Anche Bergamo promuove il distretto del latte

È stata definita la «milk valley». Tecnicamente sarà un «distretto del latte». Ci stanno lavorando le province di Brescia, Bergamo, Cremona, Mantova e Lodi, che insieme producono quasi il 35% degli oltre 111 milioni di quintali di latte italiano e più di tre quarti di quello lombardo, che supera i 43 milioni di quintali l’anno.

A fare da apripista è Brescia, dove nei giorni scorsi si è svolta una riunione per mettere a punto il progetto. Per Bergamo ha partecipato l’assessore provinciale all’Agricoltura, Luigi Pisoni. «Si prevede di creare una cordata tra amministrazioni provinciali e rappresentanti dell’imprenditoria lattiero-casearia», spiega. Il primo passo sarà istituire un comitato promotore. «Vorremmo darci tempi brevi - aggiunge - per seguire un percorso parallelo all’attuazione del Piano di sviluppo rurale 2007-2013».

L’obiettivo è dare uno strumento in più a un sistema importante per l’agricoltura regionale. «La Lombardia - dice - è la regione leader nel panorama nazionale: produce infatti il 40% del latte italiano.
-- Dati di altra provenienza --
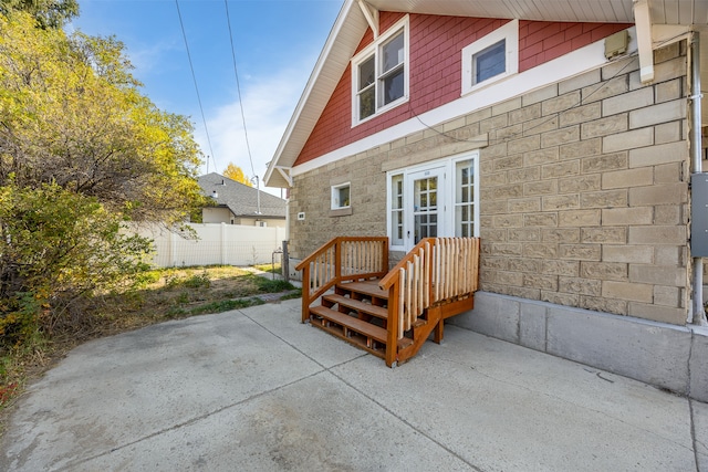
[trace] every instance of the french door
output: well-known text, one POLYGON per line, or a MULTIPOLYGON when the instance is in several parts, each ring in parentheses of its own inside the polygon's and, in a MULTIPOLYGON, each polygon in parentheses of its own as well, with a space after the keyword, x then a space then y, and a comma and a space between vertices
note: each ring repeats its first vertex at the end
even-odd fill
POLYGON ((445 168, 437 167, 410 172, 406 176, 408 199, 406 216, 406 250, 413 249, 424 238, 444 234, 445 221, 445 168))

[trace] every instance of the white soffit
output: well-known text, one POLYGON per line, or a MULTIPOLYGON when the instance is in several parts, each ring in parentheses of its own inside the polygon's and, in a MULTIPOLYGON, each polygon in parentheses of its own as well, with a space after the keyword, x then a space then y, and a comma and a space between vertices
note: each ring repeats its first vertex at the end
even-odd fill
MULTIPOLYGON (((364 0, 379 11, 535 21, 634 23, 633 0, 364 0)), ((652 27, 708 24, 708 0, 646 0, 652 27)), ((358 0, 345 0, 308 85, 266 172, 269 187, 285 187, 275 167, 292 167, 368 23, 358 0)), ((706 33, 704 33, 704 36, 706 33)), ((708 62, 708 61, 705 61, 708 62)))

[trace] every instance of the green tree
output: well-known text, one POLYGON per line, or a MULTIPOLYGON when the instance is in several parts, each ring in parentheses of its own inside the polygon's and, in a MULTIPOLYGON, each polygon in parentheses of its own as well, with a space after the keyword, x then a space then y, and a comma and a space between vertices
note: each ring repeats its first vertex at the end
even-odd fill
POLYGON ((79 15, 76 0, 0 0, 0 13, 24 11, 31 14, 41 28, 61 28, 79 15))
POLYGON ((147 241, 127 221, 179 224, 202 206, 191 124, 143 96, 131 70, 114 38, 0 14, 6 346, 74 319, 143 266, 147 241))
POLYGON ((253 182, 251 182, 249 178, 246 177, 243 169, 241 169, 233 162, 229 162, 229 165, 226 166, 226 169, 223 169, 223 176, 230 178, 231 180, 236 180, 237 182, 253 187, 253 182))

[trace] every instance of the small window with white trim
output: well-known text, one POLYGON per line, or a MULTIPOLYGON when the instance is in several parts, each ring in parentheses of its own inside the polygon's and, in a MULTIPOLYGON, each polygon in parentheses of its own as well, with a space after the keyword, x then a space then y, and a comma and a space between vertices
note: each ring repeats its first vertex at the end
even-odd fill
POLYGON ((408 17, 352 59, 352 123, 408 98, 408 17))
POLYGON ((519 20, 462 49, 462 95, 519 72, 519 20))
POLYGON ((350 182, 332 186, 332 210, 350 208, 350 182))

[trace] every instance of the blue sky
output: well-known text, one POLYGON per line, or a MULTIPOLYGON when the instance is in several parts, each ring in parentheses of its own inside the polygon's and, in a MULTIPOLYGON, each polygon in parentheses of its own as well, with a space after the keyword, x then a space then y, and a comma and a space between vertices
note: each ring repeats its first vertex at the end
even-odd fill
MULTIPOLYGON (((175 0, 79 0, 67 30, 115 35, 127 49, 144 94, 189 116, 209 171, 228 162, 252 177, 225 0, 178 0, 211 141, 207 141, 175 0)), ((342 0, 228 0, 236 64, 256 174, 267 162, 302 94, 342 0)), ((206 165, 202 166, 206 172, 206 165)))

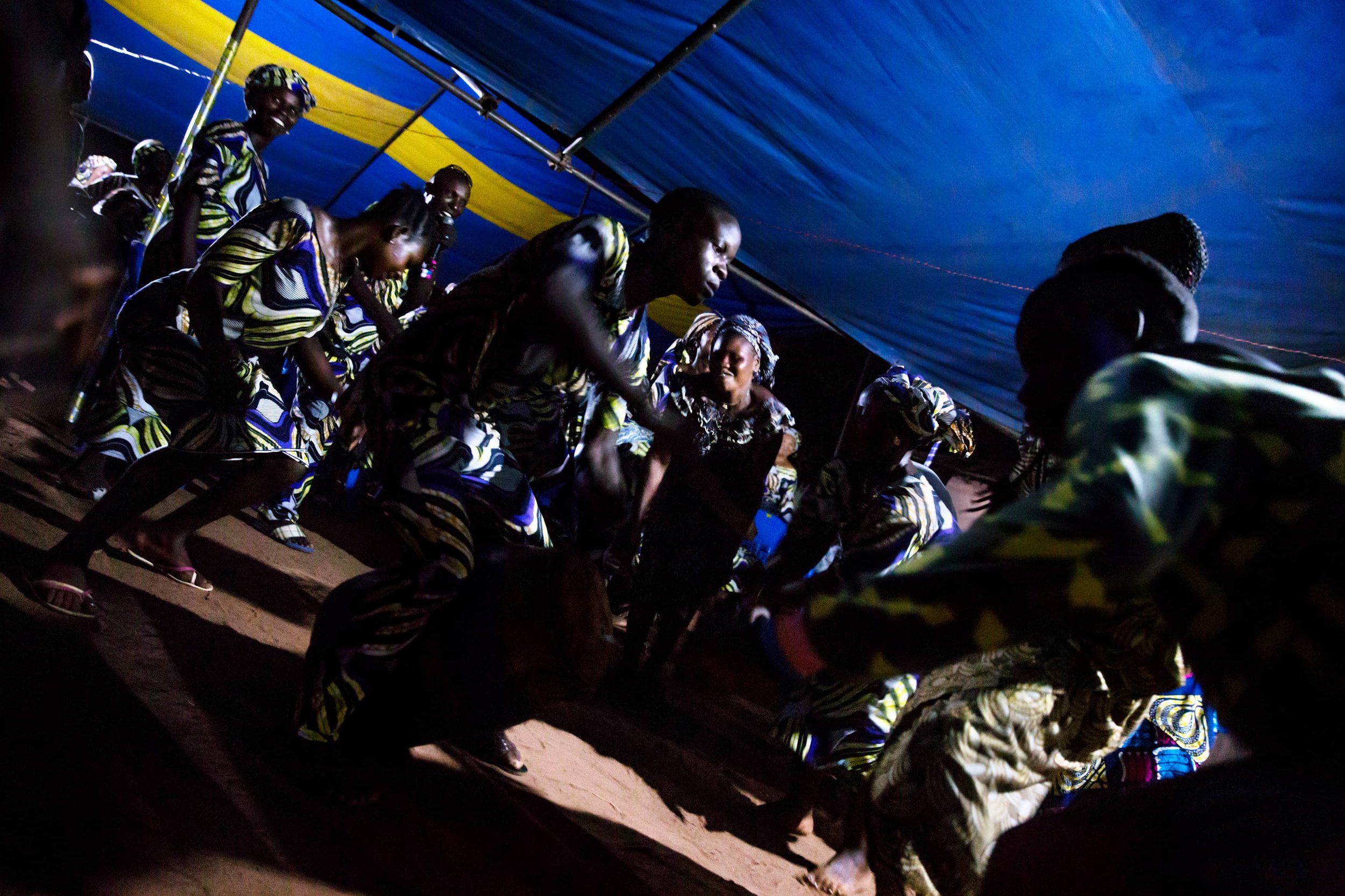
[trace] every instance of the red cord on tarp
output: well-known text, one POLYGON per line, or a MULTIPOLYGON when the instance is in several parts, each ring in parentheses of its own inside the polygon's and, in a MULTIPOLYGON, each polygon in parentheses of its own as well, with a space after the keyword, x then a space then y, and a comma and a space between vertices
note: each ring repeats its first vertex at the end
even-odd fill
MULTIPOLYGON (((792 233, 796 237, 807 237, 808 239, 818 239, 819 242, 830 242, 838 246, 846 246, 849 249, 858 249, 859 252, 869 252, 876 256, 886 256, 888 258, 897 258, 900 261, 907 261, 913 265, 921 265, 924 268, 931 268, 932 270, 942 270, 946 274, 952 274, 954 277, 966 277, 967 280, 979 280, 981 283, 993 283, 997 287, 1007 287, 1009 289, 1018 289, 1021 292, 1032 292, 1032 287, 1020 287, 1015 283, 1005 283, 1003 280, 991 280, 990 277, 979 277, 976 274, 968 274, 963 270, 954 270, 951 268, 943 268, 929 261, 921 261, 920 258, 912 258, 911 256, 897 254, 896 252, 884 252, 882 249, 874 249, 873 246, 865 246, 858 242, 849 242, 846 239, 837 239, 835 237, 823 237, 818 233, 808 233, 807 230, 794 230, 791 227, 781 227, 780 225, 768 223, 765 221, 759 221, 757 218, 744 218, 744 221, 751 221, 752 223, 759 223, 763 227, 771 227, 772 230, 780 230, 783 233, 792 233)), ((1317 358, 1318 361, 1330 361, 1332 363, 1345 365, 1345 358, 1333 358, 1332 355, 1317 355, 1311 351, 1302 351, 1301 348, 1283 348, 1280 346, 1272 346, 1267 342, 1255 342, 1252 339, 1241 339, 1239 336, 1229 336, 1225 332, 1216 332, 1213 330, 1201 330, 1204 334, 1210 336, 1219 336, 1220 339, 1228 339, 1231 342, 1240 342, 1248 346, 1256 346, 1258 348, 1270 348, 1271 351, 1284 351, 1291 355, 1306 355, 1307 358, 1317 358)))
A fronte però di strutture produttive all’avanguardia in Europa, c’è una scarsa valorizzazione sul mercato. Quindi il tentativo è creare le condizioni, attraverso uno strumento istituzionale, per aiutare il settore in termini di promozione». Il distretto del latte, che si ispira ai distretti agroalimentari previsti dalla legge di orientamento e modernizzazione del settore agricolo del 2001, avrà quindi il compito di pensare progetti di sostegno del territorio. «Sarà uno strumento per valorizzare prodotti destinati, come accade in genere per le materie prime di base, ad un apparente anonimato commerciale», dice Pisoni.
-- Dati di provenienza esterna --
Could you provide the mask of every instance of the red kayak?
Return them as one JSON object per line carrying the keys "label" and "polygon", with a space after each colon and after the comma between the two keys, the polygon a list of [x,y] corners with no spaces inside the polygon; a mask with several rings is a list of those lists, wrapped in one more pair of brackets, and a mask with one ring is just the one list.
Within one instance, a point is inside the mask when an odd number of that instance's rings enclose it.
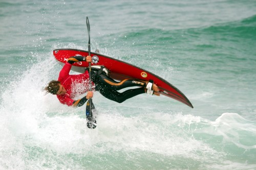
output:
{"label": "red kayak", "polygon": [[[88,51],[83,50],[63,48],[54,50],[53,55],[58,61],[65,63],[70,57],[77,55],[86,57],[88,56],[89,53]],[[110,77],[112,78],[119,81],[125,79],[145,81],[153,80],[154,83],[159,88],[159,92],[161,94],[175,99],[193,108],[188,99],[181,91],[159,76],[131,64],[102,54],[91,52],[91,56],[93,59],[91,65],[104,66],[110,71]],[[79,62],[74,63],[71,69],[77,72],[83,72],[84,67],[88,67],[88,62]]]}

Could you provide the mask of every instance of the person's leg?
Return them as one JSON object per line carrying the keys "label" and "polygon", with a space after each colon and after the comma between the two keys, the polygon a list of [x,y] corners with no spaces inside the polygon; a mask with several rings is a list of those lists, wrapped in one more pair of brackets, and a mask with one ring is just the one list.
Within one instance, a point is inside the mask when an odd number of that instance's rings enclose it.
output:
{"label": "person's leg", "polygon": [[99,89],[99,91],[105,98],[121,103],[128,99],[132,98],[140,94],[144,93],[145,89],[144,87],[140,87],[127,90],[121,93],[115,90],[112,90],[105,87],[101,87]]}
{"label": "person's leg", "polygon": [[98,79],[99,82],[108,88],[119,90],[126,87],[140,86],[145,87],[146,82],[136,80],[125,79],[118,82],[111,78],[104,75],[100,75]]}

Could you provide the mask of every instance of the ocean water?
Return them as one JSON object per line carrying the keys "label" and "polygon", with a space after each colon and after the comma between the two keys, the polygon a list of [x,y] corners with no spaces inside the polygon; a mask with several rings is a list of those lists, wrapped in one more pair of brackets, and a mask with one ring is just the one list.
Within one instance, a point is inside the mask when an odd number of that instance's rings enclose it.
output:
{"label": "ocean water", "polygon": [[[42,90],[52,51],[91,50],[165,79],[194,106]],[[0,1],[0,169],[256,169],[256,1]],[[75,72],[74,74],[75,74]]]}

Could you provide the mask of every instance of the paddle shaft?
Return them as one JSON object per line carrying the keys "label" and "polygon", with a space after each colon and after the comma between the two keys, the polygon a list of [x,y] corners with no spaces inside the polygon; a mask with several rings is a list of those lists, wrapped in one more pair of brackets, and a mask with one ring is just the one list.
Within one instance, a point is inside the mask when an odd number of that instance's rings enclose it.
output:
{"label": "paddle shaft", "polygon": [[[91,56],[91,38],[90,38],[90,22],[89,19],[88,17],[86,17],[86,25],[87,26],[87,31],[88,31],[88,37],[89,37],[89,41],[88,41],[88,53],[89,55]],[[91,81],[91,62],[89,62],[89,81],[90,81],[90,91],[92,91],[92,81]],[[90,113],[91,116],[92,115],[92,98],[90,98],[89,99],[89,104],[90,104]]]}

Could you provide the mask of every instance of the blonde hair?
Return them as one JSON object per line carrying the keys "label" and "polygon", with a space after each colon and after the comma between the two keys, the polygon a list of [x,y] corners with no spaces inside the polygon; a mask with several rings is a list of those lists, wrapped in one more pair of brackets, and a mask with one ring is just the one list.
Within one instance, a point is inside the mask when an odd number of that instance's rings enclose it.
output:
{"label": "blonde hair", "polygon": [[59,85],[60,82],[56,80],[52,80],[48,83],[45,88],[46,93],[50,93],[52,94],[56,94],[59,89]]}

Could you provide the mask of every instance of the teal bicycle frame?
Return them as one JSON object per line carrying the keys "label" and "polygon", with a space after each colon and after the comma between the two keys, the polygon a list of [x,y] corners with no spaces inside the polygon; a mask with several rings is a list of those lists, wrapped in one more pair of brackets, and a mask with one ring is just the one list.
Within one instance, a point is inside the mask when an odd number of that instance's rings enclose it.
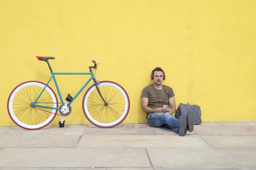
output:
{"label": "teal bicycle frame", "polygon": [[53,78],[53,80],[54,81],[54,83],[55,83],[55,86],[56,86],[56,88],[57,89],[57,91],[58,91],[58,96],[59,97],[60,97],[60,101],[61,101],[62,103],[63,103],[63,99],[62,99],[62,96],[61,94],[60,94],[60,89],[59,89],[58,88],[58,83],[57,83],[57,81],[56,80],[56,79],[55,78],[55,75],[64,75],[64,74],[69,74],[69,75],[74,75],[74,74],[81,74],[81,75],[84,75],[84,74],[89,74],[91,75],[91,77],[89,79],[89,80],[86,82],[86,83],[85,83],[84,85],[81,88],[81,89],[78,91],[77,93],[76,93],[76,94],[74,96],[74,97],[73,98],[73,99],[68,104],[70,105],[73,102],[74,100],[75,100],[76,97],[79,95],[79,94],[81,93],[81,92],[84,90],[85,87],[87,85],[87,84],[90,82],[91,81],[91,80],[92,79],[95,79],[95,77],[94,77],[94,75],[93,74],[93,73],[92,72],[92,71],[90,71],[90,73],[53,73],[53,72],[51,72],[51,74],[52,74],[52,76],[51,76],[51,78],[50,78],[50,79],[49,80],[46,84],[46,85],[45,86],[44,88],[42,90],[42,91],[41,91],[41,93],[40,94],[39,94],[39,96],[37,98],[36,100],[32,104],[33,106],[33,107],[42,107],[44,108],[52,108],[52,109],[57,109],[57,110],[58,110],[58,108],[57,108],[56,107],[49,107],[49,106],[43,106],[42,105],[36,105],[35,104],[37,102],[37,101],[38,100],[39,98],[40,98],[40,97],[41,96],[41,95],[44,92],[44,90],[45,89],[45,88],[46,87],[48,84],[50,82],[50,81],[52,79],[52,78]]}

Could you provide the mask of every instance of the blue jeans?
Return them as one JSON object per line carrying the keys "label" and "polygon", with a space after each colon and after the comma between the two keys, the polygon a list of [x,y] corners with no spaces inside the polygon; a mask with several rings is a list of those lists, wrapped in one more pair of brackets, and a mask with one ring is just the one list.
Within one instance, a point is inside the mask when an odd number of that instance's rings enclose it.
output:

Un’occasione in più anche per il sistema lattiero-caseario bergamasco che può contare su un patrimonio bovino di oltre 63 mila vacche da latte, per lo più di razza frisona italiana e di razza bruna, allevate in 972 allevamenti con una produzione annua di 3,7 milioni di quintali di latte. Un’attività concentrata soprattutto in pianura, con il 68% della produzione, contro il 21% della fascia cittadina e collinare e l’11% della montagna.